Las actividades sociales se han reactivado más por la necesidad que por haber controlado el virus y la enfermedad que nos ha mantenido en confinamiento durante los últimos meses.

 Ciertamente, en los últimos días, se ha privilegiado la reactivación económica sobre la cautela por la salud. Indiscutiblemente las secuelas de la pandemia se extenderán más allá de la cuestión sanitaria.
Los efectos de la crisis socioeconómica que se avecina son de pronóstico reservado y será una de las secuelas más más dolorosas que deje al mundo, junto con la pérdida de miles de vidas humanas. Independientemente de los buenos augurios gubernamentales o de las acres y alarmantes críticas de sus opositores, habrá una transformación social. Su dirección dependerá —en mucho— de la habilidad para afrontar las vicisitudes que se nos presenten en el horizonte.
Generalmente los sucesos que violentan profundamente a la sociedad provocan cambios y transformaciones que, a la larga, generan beneficios para la sociedad, los Estados y las regiones. Sin embargo, mientras se logra la estabilidad, la sociedad vive momentos convulsos y de gran zozobra.
Así, en nuestro México, la Revolución Mexicana, ha sido el último gran movimiento que estremeció —desde la raíz— a la sociedad. No sólo por los constantes enfrentamientos bélicos, sino por lo profundo de los reclamos sociales que lo acompañaron, dieron cuerpo, sustancia, fondo y legitimidad a la facción dominante que tuvo el control postrevolucionario.
Como la historia de la humanidad lo ha demostrado, todos los movimientos sociales avanzan, transforman, se consolidan y fenecen.
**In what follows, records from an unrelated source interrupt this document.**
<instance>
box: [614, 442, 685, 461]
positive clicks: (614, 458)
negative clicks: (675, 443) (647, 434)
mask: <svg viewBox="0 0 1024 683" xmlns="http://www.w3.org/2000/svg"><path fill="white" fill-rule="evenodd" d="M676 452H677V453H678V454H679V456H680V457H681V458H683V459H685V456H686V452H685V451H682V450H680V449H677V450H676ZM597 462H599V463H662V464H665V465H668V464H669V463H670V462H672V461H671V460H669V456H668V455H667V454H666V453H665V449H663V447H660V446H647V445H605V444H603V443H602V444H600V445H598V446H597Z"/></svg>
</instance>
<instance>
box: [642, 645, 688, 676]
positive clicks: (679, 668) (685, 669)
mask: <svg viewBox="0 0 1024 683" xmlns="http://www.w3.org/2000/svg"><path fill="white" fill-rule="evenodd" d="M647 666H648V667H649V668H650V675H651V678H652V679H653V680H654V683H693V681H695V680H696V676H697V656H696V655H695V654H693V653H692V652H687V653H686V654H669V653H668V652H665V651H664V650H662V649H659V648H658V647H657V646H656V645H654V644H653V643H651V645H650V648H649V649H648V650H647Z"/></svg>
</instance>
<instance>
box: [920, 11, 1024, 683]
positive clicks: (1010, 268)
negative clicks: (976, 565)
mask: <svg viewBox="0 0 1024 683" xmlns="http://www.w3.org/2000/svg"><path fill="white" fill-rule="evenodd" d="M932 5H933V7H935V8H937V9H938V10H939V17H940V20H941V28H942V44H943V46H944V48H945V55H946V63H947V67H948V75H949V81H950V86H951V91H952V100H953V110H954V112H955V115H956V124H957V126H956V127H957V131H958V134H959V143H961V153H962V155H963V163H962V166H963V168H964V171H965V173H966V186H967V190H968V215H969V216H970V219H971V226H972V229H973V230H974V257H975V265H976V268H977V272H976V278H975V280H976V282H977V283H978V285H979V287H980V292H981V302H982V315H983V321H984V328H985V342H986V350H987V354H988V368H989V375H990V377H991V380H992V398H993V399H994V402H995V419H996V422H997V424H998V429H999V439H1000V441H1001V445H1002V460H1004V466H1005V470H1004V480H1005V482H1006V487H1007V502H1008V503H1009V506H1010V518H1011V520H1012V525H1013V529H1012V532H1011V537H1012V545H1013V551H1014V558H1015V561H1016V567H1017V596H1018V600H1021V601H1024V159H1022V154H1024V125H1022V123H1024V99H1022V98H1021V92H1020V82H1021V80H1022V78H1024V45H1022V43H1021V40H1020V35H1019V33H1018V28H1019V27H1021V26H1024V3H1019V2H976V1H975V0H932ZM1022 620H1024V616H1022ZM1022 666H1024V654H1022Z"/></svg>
En nuestro país, la euforia por la democracia y la justicia social, con el paso del tiempo, lamentablemente se fueron transformando en proclamas y arengas huecas, que poco a poco fueron desapareciendo —incluso— de los discursos, referencias y propaganda gubernamental.
Las añoranzas de reivindicación fueron sustituidas por una mala concepción de la libertad, que llevaron a adoptar ideologías e implantar políticas que desatendían la naturaleza propia del devenir sociocultural del país y su condición político-económica, incrementando las brechas de desigualdad junto con el atizamiento del rencor y el resentimiento, siempre latentes en nuestra historia.
La democracia retomó fuerza, se reimplantó como un mecanismo para conseguir la ansiada y desatendida justicia social. Se mal supuso que sólo con la participación de la población en las elecciones se consolidaba, sin considerar la necesaria educación para vivir en ella. Mientras no exista la valoración real y persista la desigualdad y la miseria la democracia difícilmente se consolidará, abriendo paso a perversidades que sobreexplotan estos sentimientos que, al ser descubiertas, traen consigo desilusión y desencanto hacia un sistema político que,si bien es imperfecto, resulta ser mucho más equitativo que todos los demás que conocemos, lo que —peligrosamente— trae consigo simpatías para la tiranía y su consecuente pérdida de libertad. Un paradigma desolador en las olas del porvenir.